El Ecuador tiene, al mismo tiempo, mucho y poco Estado. Por ejemplo, tenemos muy poco Estado en educación, salud, nutrición infantil y seguridad.
Paralelamente, tenemos un gobierno que se mete en cosas donde no se le necesita. Su omnipresencia en lo petrolero y lo eléctrico, no tiene sentido. Y si se mira temas como precios mínimos (para el banano) o precios máximos (para combustibles), el absurdo es todavía mayor.
Ese “Estado metiche”, entendido como el gobierno que decide qué se debe producir y qué no, ha tenido pésimas experiencias en estas tierras. La más antigua fue en la colonia, cuando los borbones nos decían qué producir, qué no producir y con quién podíamos negociar lo poco que nos permitían producir.
Aduciendo siempre “los más altos intereses del Reino”, los reyes nos pusieron muchísimas restricciones a lo que los americanos podíamos producir y con quienes podíamos negociar. El resultado (qué sorpresa) fue que las colonias españolas en América prosperaron mucho menos que las colonias inglesas e incluso menos que las colonias portuguesas.
Las regulaciones eran absurdas. Por ejemplo, el cacao producido por Guayaquil solo podía enviarse a Lima. Y Lima solo podía exportar ese cacao a la península. Finalmente, solo desde España se lo podía exportar a otras partes del mundo. Era un grave delito negociar con barcos ingleses que se acercaban a las costas del actual Ecuador.
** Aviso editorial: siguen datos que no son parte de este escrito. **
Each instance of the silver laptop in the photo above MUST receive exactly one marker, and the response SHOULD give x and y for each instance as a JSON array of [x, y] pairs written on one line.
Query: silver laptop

Y los “estancos” no eran otra cosa que monopolios controlados por el Estado.
Esto generó en nuestra Real Audiencia una inflexibilidad económica que, en parte, explica la desesperada búsqueda de romper con España, algo que se concretó hace 200 años y que se analiza en el libro “Bicentenario de Pichincha, Reflexiones sobre la República” editado por Fabián Corral y que se lanzará el miércoles en la UDLA.